Hint: It is not P.K. Subban, the Spirit of 76, who is one of the handful of charismatic players in the NHL worth the price of admission.

It has been a while since Mike Milbury, the party of the latter part who often can be seen with the floppy shoes and big, red nose on the set of the staid national crew that works NHL games for the NBC networks, has said anything, well, clownish enough to land in this space. Maybe when he defamed the Sedins a few years ago by calling the twins “Thelma and Louise.” Or maybe when he called the 2010 Russian Olympic Team “Eurotrash.”

But this on Friday — when Milbury castigated Subban apparently for not being dialed in enough during a warm-up moment preceding the Predators’ 3-2, Game 2 home defeat to the Blues — is worth mention. Saying that Subban has “been a clown in the past, and we’ve seen him act like a clown” is worthy of dishonorable mention. So too is the fact cohort Keith Jones also expressed his belief that the Nashville defenseman might need to be “reeled in” by coach Peter Laviolette.

This can’t be a generational thing, because if it were, I would be on the other side of it.
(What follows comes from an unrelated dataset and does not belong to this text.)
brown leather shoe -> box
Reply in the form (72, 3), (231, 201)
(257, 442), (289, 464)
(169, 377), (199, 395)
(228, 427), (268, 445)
No, it is more an institutional thing that seems to run through hockey, if not the boardrooms of pro sports, and to the detriment of the fans who pay extraordinary prices to watch the games.

If even one of the customers in Nashville smiled at the sight of Subban doing a little dance with the puck while his teammates were going about the oh-so serious business of skating in circles, stretching or flipping shots at the goalie, then so much the better.


Yes, Ilya Kovalchuk is all but certain to return to the NHL next season, sources confirm, and when he does, it will be via a sign-and-trade out of New Jersey, which still owns his rights. We’re told to expect significant interest in Kovalchuk, who turned 34 this month, from teams that came up a goal-scorer or two shy of competing for the Cup.

A Devils reunion is not on the agenda.


Several well-connected sources report Tampa Bay will use Jonathan Drouin as the bait to attract a top-four defenseman, with Anaheim shaping up as the most likely trade partner.

And over a summer in which at least a half-dozen top-end clubs will be seeking a top-four, Drouin’s availability likely gives the Lightning the pick of the crop.


see also

Rangers block Sabres from talking with Chris Drury


OTTAWA — Chris Drury isn’t going anywhere — for now….

The Sabres are thinking young and progressively in interviewing Pittsburgh assistant general manager Billy Guerin and in asking for permission (which was denied) to chat with former Sabres and current Rangers assistant GM Chris Drury regarding the vacancy in Buffalo, but I am curious when St. Louis assistant GM Martin Brodeur’s name is going to start entering the mix?


The idiotic playoff format, in which the teams with the two best records in the NHL (Capitals, Penguins) are meeting in the second round, exists for the same reason as does the offside challenge in its all but universally derided form.

That is because Gary Bettman is in favor of it.


If I were a betting man, I would say there is a pretty good chance that Carolina GM Ron Francis had a decent idea he would be able to sign Scott Darling before sending a third-rounder to Chicago for the rights to the impending free-agent goaltender.


Is there any good reason that baseball managers can post the batting order three hours before game time and name the probable starting pitchers for a full series in advance for any series — whether regular season, playoffs or the World Series — but hockey coaches won’t tell you the lineup two hours prior to a postseason game?


If Ottawa, with its thousands of empty seats for Game 1 of Round 2 against the Rangers, were a non-traditional hockey market within the U.S., cries around Canada would be deafening to move the franchise to, say, Quebec.


Finally, if the Rangers and Henrik Lundqvist wind up facing the Oilers and Cam Talbot in the Stanley Cup finals, can we just award the Conn Smythe to Benoit Allaire before the series begins?